Wang Jijie, manager of Qingdao Sungree Food Co., Ltd. in east China's Shandong Province, has racked his brain to find more hands to expand production.

"I've already added over 50 workers, but the factory is still short-handed. The amount of orders are at least 30 percent more than that of last year," said Wang, whose company exports frozen vegetables to Japan.

Wang's factory has been running round-the-clock as workers are working in shifts. Still, Wang said it would be almost impossible to deliver on schedule.

Exports of textiles, farm products and mechanical equipments to Japan are also on the rise in Shandong.

The province's export to Japan leaped from 81.6 million U.S. dollars in February to 1.58 billion U.S. dollars in March, up 54.2 percent year on year.

Some food producers in northeast China are also overwhelmed by swarming orders from Japan as more Japanese consumers switch to imported food out of radiation concerns after the Fukushima Daiichi nuclear power plant was crippled by quake-triggered tsunami on March 11.

Orders for the pickles of Seiwa, a food company in Dalian City of northeast China's Liaoning Province, jumped 50 percent to 32 tonnes after the earthquake.

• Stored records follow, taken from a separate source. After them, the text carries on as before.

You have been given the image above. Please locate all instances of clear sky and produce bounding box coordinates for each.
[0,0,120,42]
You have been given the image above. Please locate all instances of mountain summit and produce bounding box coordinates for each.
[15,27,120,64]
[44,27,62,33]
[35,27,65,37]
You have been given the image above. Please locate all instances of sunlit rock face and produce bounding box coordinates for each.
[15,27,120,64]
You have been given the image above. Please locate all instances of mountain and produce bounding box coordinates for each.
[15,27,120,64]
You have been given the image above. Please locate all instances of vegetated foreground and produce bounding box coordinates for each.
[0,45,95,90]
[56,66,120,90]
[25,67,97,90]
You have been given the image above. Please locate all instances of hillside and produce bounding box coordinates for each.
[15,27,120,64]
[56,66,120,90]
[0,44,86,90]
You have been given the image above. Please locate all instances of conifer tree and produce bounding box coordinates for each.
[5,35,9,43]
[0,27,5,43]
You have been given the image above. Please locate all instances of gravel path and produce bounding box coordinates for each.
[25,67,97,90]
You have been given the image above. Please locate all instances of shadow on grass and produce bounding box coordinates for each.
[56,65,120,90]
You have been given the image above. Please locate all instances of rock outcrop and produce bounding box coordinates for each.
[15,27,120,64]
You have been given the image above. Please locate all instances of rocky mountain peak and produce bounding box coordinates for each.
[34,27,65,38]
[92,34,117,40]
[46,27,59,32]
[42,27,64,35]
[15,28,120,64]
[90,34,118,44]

Brown alga, or undaria pinnitafida, a common food in Japan, is now mainly imported from China as the disaster has devastated main production bases in Fukushima and Miyagi prefectures.

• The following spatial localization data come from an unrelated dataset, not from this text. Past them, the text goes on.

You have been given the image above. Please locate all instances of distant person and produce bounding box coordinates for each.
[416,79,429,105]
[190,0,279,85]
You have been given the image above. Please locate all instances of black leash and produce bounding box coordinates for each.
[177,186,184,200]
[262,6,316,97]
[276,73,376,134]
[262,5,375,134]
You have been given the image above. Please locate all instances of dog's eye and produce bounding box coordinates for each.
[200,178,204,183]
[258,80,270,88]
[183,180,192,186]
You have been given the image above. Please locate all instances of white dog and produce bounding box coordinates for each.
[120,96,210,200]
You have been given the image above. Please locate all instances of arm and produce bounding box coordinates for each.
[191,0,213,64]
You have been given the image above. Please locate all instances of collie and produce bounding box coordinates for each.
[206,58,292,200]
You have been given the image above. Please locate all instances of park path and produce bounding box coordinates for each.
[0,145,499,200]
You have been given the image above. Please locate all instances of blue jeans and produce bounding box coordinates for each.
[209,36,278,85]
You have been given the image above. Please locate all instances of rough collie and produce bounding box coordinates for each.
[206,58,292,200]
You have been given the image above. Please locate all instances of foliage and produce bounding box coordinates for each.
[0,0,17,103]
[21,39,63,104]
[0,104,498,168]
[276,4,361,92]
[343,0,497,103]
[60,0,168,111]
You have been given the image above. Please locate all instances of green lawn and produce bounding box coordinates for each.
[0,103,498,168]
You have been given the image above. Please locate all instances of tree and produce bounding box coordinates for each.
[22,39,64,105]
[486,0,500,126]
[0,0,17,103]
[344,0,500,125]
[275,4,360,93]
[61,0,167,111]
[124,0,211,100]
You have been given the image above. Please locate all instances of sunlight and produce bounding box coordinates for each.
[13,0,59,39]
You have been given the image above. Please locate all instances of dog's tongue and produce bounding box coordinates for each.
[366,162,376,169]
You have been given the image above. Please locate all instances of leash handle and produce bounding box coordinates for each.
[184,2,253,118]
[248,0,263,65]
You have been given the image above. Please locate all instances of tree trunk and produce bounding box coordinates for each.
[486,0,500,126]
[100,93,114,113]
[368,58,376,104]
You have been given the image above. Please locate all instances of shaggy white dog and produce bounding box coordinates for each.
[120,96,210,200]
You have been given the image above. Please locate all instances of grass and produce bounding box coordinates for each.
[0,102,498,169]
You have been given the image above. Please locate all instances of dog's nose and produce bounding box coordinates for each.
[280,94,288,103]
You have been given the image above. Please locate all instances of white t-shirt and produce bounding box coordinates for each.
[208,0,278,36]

"Import from China now takes 70 percent of Japan's undaria pinnitafida market and the share is expanding," said Chen Lijia, general manager of Jinshan Marine Products based in Dalian.

China's export of farm products to Japan is expected to increase as worries of radiation contamination linger in Japan. Some Japanese companies have come to look for sea food supplies, said a spokesman for Dalian's Foreign Trade and Economic Cooperation Bureau.

In addition, building material suppliers in northeast China are receiving surging orders as Japan starts reconstruction and the production of some local companies are halted or hampered by the quake.

The Dalian branch of Tostem, a leading Japanese manufacturer of windows, doors and interior decoration materials, is expanding production for the mounting orders that its parent company in Japan could not handle.

"Reconstruction in Japan would take at least two to three years and China would be a major supplier of building materials," said Saito, a Japanese businessman who is looking for suppliers of building materials in Dalian.

Export of building materials will increase 50 percent this year in northeast China's Jilin Province, said Hua Xuesong, head of the foreign trade and economic cooperation office of the provincial commerce bureau.

China's export of furniture and textile to Japan will also rise rapidly this year, Hua said.